Functional characterisation of genetic variants influencing human food preferences using bioinformatics and animal models

Background: Nutrition is one of the most important factors influencing human health. Unhealthy food choices can lead to several disorders such as obesity, metabolic syndrome, cardiovascular disease and some cancers. Although many studies have focused on the genetics of these disorders, geneticists have only recently started looking at food intake, although with very limited results. In countries where food availability is not an issue, food preference is one of the most important factors driving food choice and consumption. Various studies suggest that food-liking measures are better predictors of actual long-term consumption compared to self-reported food frequency questionnaires. Our recent genome-wide association studies have highlighted numerous genes associated with differences in specific food preferences. Despite these successes, none of the genes encode taste or olfactory receptors and so their role in determining food preferences is still poorly understood. The aim of the project is to identify which of the known taste preference genes have the potential to lead to altered metabolic states and to characterise these genes functionally in cell and animal models.

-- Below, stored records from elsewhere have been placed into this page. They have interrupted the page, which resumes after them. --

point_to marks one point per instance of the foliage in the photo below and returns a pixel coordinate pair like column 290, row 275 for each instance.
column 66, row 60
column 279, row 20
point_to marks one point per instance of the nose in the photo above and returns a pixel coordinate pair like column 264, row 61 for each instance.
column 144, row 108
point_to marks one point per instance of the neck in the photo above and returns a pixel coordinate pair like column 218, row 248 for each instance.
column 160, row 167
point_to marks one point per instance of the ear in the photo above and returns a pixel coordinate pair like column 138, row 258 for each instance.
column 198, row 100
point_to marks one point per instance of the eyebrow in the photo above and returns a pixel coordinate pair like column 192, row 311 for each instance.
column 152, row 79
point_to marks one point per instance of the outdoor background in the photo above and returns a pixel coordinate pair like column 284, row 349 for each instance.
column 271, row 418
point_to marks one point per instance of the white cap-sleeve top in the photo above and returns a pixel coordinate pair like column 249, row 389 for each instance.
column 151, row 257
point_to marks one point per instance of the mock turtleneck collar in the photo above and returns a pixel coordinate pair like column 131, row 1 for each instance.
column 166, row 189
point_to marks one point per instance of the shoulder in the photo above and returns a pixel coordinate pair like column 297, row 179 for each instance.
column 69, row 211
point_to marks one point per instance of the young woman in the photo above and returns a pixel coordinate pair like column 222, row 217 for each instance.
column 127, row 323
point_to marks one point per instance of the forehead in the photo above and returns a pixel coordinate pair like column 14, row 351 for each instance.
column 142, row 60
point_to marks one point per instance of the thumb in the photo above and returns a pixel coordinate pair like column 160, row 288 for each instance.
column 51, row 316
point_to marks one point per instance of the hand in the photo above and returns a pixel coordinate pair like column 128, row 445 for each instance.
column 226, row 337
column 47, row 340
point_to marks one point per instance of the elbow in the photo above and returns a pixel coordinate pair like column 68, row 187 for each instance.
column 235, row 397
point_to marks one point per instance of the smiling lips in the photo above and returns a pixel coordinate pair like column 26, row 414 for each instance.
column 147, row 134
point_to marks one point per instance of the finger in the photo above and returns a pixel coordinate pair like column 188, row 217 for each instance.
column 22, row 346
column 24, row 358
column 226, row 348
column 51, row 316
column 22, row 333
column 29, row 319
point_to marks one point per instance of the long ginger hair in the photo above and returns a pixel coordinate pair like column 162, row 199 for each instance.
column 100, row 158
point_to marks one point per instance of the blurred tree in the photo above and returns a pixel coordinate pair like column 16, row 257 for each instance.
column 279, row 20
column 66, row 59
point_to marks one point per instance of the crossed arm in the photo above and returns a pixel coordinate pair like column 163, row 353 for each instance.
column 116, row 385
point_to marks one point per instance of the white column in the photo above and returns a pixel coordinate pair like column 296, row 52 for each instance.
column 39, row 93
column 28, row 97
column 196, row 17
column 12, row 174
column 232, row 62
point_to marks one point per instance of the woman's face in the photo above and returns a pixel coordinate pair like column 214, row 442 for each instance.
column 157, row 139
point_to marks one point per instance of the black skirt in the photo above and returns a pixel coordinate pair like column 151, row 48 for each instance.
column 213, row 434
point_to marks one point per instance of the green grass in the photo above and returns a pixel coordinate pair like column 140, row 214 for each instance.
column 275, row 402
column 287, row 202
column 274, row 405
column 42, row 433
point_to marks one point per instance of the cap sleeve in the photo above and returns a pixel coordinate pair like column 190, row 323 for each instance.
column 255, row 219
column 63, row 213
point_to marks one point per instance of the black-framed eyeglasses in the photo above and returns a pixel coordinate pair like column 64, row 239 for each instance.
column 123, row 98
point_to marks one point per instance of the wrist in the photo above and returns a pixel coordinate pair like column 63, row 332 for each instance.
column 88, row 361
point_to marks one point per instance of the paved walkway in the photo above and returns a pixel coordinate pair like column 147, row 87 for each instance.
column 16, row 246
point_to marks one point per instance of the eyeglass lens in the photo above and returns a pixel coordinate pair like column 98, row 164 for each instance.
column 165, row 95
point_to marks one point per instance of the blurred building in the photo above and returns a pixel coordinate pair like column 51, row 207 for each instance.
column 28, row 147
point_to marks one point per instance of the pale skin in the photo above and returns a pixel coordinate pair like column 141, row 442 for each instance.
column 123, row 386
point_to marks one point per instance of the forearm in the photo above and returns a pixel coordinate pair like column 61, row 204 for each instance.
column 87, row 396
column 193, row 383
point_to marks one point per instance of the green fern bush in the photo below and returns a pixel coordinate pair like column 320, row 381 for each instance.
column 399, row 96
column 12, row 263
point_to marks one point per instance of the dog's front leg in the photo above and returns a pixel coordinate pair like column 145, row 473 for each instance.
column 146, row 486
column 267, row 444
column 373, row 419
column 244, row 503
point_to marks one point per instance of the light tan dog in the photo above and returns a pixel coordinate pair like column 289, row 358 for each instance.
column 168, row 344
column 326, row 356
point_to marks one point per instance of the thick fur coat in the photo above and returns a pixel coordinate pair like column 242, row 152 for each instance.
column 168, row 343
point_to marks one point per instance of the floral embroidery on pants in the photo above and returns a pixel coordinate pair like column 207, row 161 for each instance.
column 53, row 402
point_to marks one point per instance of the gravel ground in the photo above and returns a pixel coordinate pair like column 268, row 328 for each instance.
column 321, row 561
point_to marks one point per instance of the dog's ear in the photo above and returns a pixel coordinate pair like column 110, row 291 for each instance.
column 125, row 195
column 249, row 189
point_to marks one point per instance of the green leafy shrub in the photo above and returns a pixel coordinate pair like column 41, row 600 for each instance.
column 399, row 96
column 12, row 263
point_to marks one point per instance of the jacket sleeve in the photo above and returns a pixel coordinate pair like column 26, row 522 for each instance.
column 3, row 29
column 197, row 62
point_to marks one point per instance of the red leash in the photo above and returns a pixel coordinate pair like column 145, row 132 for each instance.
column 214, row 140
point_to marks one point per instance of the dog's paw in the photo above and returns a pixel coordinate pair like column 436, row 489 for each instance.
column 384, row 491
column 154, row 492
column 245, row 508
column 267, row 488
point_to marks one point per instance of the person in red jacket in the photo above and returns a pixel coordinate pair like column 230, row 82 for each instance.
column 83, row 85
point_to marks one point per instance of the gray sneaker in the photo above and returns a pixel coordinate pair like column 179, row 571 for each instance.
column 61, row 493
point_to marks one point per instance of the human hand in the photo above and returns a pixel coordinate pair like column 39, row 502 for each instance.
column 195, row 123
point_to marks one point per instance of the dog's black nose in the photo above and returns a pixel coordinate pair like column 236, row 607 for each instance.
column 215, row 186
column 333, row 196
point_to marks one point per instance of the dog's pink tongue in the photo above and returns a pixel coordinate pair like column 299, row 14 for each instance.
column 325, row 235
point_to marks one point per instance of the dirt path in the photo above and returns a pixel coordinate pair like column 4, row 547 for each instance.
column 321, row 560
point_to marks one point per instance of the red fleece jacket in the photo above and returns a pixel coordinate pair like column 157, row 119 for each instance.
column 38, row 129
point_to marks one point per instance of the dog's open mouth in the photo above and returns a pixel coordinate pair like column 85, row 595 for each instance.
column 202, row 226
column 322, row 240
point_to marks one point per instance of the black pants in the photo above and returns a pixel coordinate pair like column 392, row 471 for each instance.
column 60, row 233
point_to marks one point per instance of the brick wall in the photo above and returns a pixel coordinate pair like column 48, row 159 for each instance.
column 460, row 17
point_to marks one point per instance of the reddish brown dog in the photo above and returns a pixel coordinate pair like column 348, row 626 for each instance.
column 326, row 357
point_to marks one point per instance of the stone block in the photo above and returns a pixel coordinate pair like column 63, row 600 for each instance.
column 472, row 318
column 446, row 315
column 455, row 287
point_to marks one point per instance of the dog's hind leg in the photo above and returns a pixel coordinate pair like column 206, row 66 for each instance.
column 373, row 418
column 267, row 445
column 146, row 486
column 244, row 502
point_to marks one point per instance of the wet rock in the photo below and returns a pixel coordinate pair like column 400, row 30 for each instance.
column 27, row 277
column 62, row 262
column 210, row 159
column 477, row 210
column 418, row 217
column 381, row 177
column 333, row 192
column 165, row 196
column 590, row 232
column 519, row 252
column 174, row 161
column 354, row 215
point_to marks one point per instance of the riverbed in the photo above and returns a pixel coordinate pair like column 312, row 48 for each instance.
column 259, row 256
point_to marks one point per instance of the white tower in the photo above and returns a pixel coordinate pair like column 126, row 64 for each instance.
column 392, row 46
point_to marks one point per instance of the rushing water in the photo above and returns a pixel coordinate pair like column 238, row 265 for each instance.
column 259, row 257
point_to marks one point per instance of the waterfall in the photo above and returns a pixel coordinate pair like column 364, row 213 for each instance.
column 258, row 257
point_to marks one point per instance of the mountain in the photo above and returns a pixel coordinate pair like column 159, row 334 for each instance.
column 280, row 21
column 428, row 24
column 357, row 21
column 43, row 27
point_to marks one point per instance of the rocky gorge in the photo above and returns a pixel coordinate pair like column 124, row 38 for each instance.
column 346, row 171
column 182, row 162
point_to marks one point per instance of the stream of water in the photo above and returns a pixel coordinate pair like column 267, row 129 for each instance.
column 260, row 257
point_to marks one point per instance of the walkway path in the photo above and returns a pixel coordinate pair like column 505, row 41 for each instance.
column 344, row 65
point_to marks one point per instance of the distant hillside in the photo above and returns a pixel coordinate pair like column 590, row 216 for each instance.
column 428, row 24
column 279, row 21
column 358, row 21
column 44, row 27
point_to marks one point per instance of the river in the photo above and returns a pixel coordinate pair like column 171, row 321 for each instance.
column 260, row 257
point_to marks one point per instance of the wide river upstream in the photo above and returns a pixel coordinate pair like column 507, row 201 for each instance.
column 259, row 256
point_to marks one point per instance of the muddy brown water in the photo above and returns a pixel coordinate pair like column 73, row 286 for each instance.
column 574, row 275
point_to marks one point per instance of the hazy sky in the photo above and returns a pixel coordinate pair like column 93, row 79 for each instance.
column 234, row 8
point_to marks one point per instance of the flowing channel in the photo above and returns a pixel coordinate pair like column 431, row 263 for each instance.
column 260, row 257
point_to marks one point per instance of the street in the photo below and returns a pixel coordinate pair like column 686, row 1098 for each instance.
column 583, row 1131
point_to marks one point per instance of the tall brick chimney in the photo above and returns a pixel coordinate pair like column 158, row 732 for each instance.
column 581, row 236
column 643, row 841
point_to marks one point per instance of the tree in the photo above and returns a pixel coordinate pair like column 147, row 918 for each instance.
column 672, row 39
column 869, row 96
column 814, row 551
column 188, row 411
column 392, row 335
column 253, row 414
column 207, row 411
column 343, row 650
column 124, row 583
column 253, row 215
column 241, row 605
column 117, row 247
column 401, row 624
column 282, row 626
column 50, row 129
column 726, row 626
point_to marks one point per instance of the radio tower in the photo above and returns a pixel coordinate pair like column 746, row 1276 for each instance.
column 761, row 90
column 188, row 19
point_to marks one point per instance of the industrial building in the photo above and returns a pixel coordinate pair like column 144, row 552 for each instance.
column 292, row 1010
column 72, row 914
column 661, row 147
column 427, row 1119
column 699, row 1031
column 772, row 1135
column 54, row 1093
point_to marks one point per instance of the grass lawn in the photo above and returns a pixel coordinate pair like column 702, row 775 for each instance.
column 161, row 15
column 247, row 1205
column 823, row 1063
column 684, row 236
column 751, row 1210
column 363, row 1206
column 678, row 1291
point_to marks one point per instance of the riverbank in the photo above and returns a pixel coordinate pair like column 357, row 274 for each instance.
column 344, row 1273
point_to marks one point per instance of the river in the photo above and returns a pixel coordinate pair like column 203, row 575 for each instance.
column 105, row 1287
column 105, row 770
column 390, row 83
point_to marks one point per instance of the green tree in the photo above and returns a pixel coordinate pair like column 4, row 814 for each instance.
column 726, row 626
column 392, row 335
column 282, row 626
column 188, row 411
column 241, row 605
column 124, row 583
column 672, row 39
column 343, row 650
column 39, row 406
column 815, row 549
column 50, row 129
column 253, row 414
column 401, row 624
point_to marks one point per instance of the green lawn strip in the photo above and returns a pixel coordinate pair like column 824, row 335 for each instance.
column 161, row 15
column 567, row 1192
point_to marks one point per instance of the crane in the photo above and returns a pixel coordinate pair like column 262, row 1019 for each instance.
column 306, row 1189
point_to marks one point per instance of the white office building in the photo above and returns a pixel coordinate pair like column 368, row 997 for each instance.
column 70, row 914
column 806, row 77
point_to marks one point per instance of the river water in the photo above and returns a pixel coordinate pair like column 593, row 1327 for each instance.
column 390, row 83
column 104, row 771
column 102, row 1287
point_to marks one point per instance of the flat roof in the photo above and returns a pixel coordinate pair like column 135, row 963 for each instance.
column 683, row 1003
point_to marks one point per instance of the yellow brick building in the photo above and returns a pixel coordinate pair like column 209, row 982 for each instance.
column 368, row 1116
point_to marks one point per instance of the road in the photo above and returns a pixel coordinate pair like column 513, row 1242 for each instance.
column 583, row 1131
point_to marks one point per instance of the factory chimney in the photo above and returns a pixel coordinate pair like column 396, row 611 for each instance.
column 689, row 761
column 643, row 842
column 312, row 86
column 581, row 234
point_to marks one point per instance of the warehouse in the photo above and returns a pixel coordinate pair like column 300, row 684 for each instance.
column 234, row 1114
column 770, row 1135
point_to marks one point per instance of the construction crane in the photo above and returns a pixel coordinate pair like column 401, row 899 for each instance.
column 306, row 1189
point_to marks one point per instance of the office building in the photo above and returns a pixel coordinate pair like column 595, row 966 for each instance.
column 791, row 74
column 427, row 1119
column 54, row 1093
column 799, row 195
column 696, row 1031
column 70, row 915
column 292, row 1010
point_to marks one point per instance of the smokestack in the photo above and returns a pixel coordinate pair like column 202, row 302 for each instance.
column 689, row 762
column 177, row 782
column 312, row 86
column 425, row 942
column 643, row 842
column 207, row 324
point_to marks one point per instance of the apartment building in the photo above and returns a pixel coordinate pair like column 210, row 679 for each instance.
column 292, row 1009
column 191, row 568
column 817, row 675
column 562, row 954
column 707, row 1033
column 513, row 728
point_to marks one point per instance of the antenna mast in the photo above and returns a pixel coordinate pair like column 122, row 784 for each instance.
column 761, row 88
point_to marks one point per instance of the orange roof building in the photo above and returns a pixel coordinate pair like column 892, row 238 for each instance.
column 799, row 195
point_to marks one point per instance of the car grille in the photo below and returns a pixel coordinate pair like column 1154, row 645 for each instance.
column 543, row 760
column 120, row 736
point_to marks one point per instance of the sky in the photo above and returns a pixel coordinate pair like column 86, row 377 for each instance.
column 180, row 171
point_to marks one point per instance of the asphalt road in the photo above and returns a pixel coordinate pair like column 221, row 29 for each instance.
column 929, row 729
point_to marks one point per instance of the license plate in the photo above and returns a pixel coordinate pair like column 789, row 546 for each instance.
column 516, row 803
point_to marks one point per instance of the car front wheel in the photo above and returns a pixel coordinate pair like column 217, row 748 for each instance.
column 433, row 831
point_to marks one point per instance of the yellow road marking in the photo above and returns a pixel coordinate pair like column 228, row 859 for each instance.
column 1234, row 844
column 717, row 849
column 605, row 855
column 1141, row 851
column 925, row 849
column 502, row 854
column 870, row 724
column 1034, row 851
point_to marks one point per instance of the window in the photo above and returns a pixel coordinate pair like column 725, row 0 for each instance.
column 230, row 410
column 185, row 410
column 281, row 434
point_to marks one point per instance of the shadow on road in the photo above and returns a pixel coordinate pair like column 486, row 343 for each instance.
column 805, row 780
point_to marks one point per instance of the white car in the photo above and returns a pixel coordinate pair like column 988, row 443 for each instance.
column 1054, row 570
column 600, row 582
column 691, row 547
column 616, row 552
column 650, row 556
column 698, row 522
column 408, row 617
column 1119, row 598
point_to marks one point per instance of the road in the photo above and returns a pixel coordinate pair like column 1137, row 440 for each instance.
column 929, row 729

The project has three elements:
1) Definition of the impact of the genetic variants associated with food preferences on reported food consumption - Using the food frequency questionnaires for all 500,000 participants to UK Biobank, and their genotype data (available in early 2017), we shall assess the impact of the 16 previously described food preference genetic variants and functional variants in taste receptor genes on reported food consumption. Although it is known that these types of questionnaires are subject to reporting biases, the very large numbers provide such statistical power that even very small effects can be detected. This step will be important to select which genetic variants are carried forward.
2) Bioinformatic characterisation of the selected genetic variants - The variants selected in the previous steps will be characterized using bioinformatics tools to formulate hypotheses regarding which genes they affect, how they influence the genes and in which tissues. This is important because in many cases genetic variants do not regulate the closest gene but rather have longer range effects. The identification of the actual target, its tissue expression, and potential for interaction with known appetite- and metabolism-related pathways is of fundamental importance for formulating mechanistic hypotheses.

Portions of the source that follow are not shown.